Green's job stands out, however, because it is enmeshed in the employment travails of the Delaware Economic Development Office, or DEDO, which abruptly dismissed 10 people last July.
The action angered a number of lawmakers, not only for the way it was done or for catching them by surprise, but also for its suspicious timing, two weeks after the legislative session ended for the year. The criticism of Director Judy McKinney-Cherry's employment practices has continued into this week during DEDO's budget hearing with the Joint Finance Committee.
Before the summer firings, Green's responsibilities belonged to Bob Dayton, who held a $79,000-a-year job focusing on bioscience and was doing the work when Gov. Ruth Ann Minner, a Democrat, was named the BIO Governor of the Year by the Biotechnology Industry Organization in 2004.
Dayton has a political connection of his own as the brother of Jeffrey A. Dayton, a senior aide to U.S. Rep. Michael N. Castle, a Republican, staying with Castle for 25 years as he progressed from lieutenant governor to governor to the Congress.
Bob Dayton was hired in 1998 during the administration of Gov. Thomas R. Carper, now a Democratic senator, after working at W.L. Gore & Associates. After his dismissal, Dayton started BioScience Expansion Services to stay involved in bioscience development.

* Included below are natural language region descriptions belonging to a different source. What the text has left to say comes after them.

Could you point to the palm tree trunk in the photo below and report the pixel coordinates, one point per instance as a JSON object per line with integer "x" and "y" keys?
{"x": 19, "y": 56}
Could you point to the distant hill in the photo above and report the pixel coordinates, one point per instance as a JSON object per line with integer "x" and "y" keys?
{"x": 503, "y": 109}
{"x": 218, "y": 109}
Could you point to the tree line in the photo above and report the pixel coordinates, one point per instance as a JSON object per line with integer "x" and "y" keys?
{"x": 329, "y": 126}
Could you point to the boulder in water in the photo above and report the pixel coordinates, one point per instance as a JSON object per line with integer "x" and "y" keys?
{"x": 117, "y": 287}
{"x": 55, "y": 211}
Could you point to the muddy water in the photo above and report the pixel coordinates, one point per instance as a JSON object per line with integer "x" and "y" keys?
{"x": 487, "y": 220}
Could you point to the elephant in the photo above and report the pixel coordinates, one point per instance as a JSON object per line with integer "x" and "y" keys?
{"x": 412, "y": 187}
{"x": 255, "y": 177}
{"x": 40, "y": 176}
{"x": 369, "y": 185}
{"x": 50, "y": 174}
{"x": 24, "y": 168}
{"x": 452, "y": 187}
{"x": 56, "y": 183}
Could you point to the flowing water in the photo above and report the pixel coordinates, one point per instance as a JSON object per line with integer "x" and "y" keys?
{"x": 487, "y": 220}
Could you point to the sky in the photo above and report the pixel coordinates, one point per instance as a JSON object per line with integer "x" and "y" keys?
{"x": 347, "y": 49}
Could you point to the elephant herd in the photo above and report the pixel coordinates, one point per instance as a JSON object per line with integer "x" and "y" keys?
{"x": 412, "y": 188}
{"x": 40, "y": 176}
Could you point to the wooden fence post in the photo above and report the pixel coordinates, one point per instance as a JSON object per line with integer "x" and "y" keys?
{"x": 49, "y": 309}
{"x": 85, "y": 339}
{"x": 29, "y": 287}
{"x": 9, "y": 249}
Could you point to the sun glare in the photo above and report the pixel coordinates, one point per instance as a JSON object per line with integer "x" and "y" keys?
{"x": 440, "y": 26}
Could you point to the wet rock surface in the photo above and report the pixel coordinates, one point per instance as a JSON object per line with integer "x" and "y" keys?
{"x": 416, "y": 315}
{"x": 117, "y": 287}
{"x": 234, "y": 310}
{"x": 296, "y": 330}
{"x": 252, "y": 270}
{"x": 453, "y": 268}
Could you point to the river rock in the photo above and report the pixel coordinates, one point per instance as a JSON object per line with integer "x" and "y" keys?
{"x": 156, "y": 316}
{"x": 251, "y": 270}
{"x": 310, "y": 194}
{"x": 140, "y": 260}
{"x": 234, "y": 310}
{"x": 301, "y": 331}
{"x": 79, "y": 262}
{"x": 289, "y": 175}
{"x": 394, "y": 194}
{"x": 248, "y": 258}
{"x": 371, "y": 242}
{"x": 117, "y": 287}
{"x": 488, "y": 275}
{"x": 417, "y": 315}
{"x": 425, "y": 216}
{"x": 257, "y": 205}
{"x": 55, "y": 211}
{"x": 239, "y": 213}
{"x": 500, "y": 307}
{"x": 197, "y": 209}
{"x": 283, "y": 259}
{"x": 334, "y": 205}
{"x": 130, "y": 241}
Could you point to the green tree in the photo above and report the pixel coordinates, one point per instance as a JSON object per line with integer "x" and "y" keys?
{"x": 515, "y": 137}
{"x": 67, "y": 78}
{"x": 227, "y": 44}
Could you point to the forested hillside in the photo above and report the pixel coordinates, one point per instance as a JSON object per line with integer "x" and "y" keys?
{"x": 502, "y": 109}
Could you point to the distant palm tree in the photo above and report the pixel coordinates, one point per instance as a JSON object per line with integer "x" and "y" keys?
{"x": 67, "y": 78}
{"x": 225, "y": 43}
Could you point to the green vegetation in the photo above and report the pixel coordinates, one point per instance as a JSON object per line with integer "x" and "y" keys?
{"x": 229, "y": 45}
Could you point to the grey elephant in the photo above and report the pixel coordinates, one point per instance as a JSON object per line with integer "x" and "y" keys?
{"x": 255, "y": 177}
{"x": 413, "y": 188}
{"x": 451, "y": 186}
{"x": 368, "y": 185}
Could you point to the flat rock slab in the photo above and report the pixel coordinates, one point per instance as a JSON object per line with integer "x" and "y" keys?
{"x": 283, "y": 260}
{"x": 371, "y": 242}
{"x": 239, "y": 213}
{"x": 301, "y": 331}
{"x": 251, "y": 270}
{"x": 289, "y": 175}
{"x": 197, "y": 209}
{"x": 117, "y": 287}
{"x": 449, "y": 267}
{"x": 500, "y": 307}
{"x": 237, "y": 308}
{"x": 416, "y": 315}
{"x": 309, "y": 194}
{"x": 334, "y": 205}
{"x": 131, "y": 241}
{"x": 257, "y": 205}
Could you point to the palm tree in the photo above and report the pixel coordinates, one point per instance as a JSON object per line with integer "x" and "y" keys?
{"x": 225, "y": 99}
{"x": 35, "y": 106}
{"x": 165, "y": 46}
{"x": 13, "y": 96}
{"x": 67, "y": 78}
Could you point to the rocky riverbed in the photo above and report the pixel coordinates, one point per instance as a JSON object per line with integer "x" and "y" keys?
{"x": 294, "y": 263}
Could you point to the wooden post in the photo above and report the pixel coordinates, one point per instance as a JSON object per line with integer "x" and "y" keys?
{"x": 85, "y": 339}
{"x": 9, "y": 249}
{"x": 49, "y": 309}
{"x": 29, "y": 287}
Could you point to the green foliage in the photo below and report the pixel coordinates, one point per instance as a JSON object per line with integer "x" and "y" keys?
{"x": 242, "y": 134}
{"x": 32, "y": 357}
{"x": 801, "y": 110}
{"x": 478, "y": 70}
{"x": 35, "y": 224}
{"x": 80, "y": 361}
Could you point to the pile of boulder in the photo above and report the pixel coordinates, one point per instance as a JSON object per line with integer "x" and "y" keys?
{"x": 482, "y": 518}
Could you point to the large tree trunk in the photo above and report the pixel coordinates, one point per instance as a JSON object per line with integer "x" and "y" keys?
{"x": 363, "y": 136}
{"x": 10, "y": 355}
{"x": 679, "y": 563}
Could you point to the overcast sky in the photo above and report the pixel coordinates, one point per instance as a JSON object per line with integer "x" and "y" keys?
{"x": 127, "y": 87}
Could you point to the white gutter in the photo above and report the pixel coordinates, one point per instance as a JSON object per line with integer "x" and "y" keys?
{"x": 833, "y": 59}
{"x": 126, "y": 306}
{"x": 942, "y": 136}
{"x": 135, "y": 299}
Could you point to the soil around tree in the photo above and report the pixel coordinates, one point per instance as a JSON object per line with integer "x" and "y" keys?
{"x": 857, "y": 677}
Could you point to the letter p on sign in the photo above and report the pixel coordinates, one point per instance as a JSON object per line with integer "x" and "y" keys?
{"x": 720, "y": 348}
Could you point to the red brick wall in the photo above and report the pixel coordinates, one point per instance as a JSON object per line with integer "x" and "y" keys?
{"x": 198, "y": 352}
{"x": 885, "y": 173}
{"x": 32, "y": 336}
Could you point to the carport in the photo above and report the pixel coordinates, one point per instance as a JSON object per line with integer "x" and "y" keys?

The bioscience position is under particular scrutiny, regarded as one of the most important within DEDO, because of the prominent presence of the science sector, including DuPont, AstraZeneca, the University of Delaware and so on, in the state's economy.
"Do I think the person who heads up our biotechnology cluster in that department is important? I think that person is a key person in our economic development department," said Donna D. Stone, a Dover Republican who chairs the House Economic Development, Banking & Insurance Committee.
Keeley says she had nothing to do with her husband's hiring. Furthermore, she says she did not even know he had applied.
"I didn't know. People aren't going to understand that," Keeley said. "I knew that my husband has been looking for alternative employment. As to where he was interviewing, his comment to me was, you will know when it's time for you to know, and I trust him."
Green, who has a bachelor's degree in chemistry and a master's degree in business, was working in investment for Morgan Stanley. He competed with about 70 other applicants for the opening, according to Serio, the DEDO spokesperson.
"It's just coincidental he happens to be a legislator's husband. He also happens to be qualified," Serio said. "We almost think it would be unfair to disregard him because of that."
Green's new job has done more than bring some attention to Keeley. It also has a bearing on her legislative work, because she sits on the House Economic Development, Banking & Insurance Committee.
"If there are issues involving DEDO, I would absolutely, positively have to recuse myself," Keeley said.